9月 12

solitude
Ricoh GX100 / Ikebukuro / Tokyo

 右翼の街宣車に乗せてもらった!が面白かった。もっとも、はてなブックマークでは、もはやかなり開拓されてしまったようだが。

 このHP(やってみよう研究会)の書き手さん(京大院生?もう就職した?)の文章は、結構胸に来るものがある。他の体験記も味わい深い。北朝鮮旅行ネタとか、安部公房の小説『箱男』をリアルに演じてみた話とか。書き手さんは、なんというか、扱う対象に対する距離感が絶妙なんだよなぁ。遠すぎず、近すぎず、屈折していない関係性を対象と切り結んでいる。それが「淡々としている」という印象を生む。

 対象に「遠すぎない」という点について。書き手さんが、一般に目新しい対象を、「ネタ」扱いしない点がとてもすがすがしい。珍奇な対象を、「ネタ」扱いした時点で、書き手は絶対的に安全なポジションに逃げ込んでしまう。「ネタ」って言葉は自分もよく使うが、よーく考えてみれば、卑怯な言葉だよ。これからはなるべく使わないでおこうと思う。何を言ったって、何を扱ったって、「これはネタだから」の一言で逃げれてしまうんだから。いわば免罪符として、「しょせんネタだよ」と言い訳するわけだ。「ネタ」的な目線って、究極の上から目線だと思う。

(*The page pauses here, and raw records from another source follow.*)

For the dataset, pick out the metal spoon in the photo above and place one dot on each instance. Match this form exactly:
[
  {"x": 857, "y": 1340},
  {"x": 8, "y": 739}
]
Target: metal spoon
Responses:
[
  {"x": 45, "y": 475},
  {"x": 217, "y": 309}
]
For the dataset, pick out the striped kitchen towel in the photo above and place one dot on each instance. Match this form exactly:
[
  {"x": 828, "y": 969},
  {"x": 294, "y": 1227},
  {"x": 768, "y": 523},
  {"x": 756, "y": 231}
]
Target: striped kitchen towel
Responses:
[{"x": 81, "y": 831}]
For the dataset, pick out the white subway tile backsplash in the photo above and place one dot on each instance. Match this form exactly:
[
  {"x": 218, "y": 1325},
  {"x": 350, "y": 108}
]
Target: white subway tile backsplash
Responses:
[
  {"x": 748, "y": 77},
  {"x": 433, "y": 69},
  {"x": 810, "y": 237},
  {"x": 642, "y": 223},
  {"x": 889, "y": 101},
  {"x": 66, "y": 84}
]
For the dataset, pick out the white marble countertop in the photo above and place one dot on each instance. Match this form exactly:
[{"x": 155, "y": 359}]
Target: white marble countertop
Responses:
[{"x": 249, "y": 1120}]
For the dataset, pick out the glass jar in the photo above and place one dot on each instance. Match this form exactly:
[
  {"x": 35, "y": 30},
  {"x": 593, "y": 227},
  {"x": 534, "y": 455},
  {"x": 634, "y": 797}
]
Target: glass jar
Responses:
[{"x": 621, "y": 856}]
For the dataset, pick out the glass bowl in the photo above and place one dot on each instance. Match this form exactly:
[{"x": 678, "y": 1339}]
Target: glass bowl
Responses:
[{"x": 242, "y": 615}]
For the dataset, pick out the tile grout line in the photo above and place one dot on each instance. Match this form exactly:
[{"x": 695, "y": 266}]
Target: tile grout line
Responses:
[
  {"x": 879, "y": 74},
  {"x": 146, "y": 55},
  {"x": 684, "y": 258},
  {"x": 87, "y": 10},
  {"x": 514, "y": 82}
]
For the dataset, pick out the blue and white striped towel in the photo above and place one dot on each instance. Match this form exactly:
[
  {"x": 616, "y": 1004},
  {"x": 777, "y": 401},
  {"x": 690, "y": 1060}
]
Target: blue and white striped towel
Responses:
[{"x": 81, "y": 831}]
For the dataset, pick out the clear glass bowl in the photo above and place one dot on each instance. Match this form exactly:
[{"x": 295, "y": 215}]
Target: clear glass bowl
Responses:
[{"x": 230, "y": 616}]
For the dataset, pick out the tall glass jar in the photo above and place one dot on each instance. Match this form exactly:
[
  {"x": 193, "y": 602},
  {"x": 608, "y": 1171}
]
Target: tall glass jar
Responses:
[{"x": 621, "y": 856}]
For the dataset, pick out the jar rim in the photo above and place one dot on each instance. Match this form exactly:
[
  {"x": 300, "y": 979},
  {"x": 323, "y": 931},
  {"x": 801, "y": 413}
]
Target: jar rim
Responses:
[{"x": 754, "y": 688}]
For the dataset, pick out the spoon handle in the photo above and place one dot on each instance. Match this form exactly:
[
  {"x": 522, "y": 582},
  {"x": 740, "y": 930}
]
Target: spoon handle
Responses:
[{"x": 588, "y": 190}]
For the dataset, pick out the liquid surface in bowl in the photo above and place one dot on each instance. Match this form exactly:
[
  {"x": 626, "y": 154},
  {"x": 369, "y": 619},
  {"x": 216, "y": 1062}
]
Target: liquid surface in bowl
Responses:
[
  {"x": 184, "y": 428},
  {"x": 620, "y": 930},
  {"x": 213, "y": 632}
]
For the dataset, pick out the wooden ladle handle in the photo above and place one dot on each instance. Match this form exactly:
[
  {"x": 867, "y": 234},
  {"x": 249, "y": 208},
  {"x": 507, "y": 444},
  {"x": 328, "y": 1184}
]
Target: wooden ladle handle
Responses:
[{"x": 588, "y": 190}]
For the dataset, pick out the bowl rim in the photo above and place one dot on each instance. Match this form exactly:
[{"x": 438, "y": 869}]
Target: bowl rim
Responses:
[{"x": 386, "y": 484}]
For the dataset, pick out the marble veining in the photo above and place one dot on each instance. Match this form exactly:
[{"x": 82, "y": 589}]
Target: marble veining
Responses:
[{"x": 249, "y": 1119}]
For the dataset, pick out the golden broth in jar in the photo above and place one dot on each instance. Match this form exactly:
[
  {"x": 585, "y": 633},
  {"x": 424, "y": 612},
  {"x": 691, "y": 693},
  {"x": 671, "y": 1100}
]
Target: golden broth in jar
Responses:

 「ネタ」的な目線の対極に、「当事者絶対主義」みたいな、対象に「近すぎる」気持ち悪いポジションの取り方もある。たとえば、ひきこもりについて論評した文章に対して、「いや、この人の文章はひきこもりの気持ちをなにもわかってない。俺は昔ひきこもりだったけど、実感と違うな。だからこいつの文章はクソだ」みたいな批判が来て、論評の書き手も必死に、「本物のひきこもり」に認められるようにと、頑張って当事者にべったりするような構図がある。これは気持ち悪い。ポストコロニアル的な批判言説もそうだけど、「当事者や、実際に体験した人の意見は絶対」みたいな風潮には、決して流されてはいけないと思う。それぞれのポジションにもとづいた、いろんな見方があって当然なんだから(自分は自分自身のすべてを知り得ないでしょ?)。当事者であることは、そんなに偉いことじゃない。その点、この「やってみよう研究会」の書き手さんは、当事者の見方が絶対だとも考えていないし、素直な(日常生活においてシンプルにあるような)距離の取り方をしている。はてなブックマークの誰かのコメントにもあったけど、これって素晴らしく「ジャーナリズム」だよなぁ。おすすめ。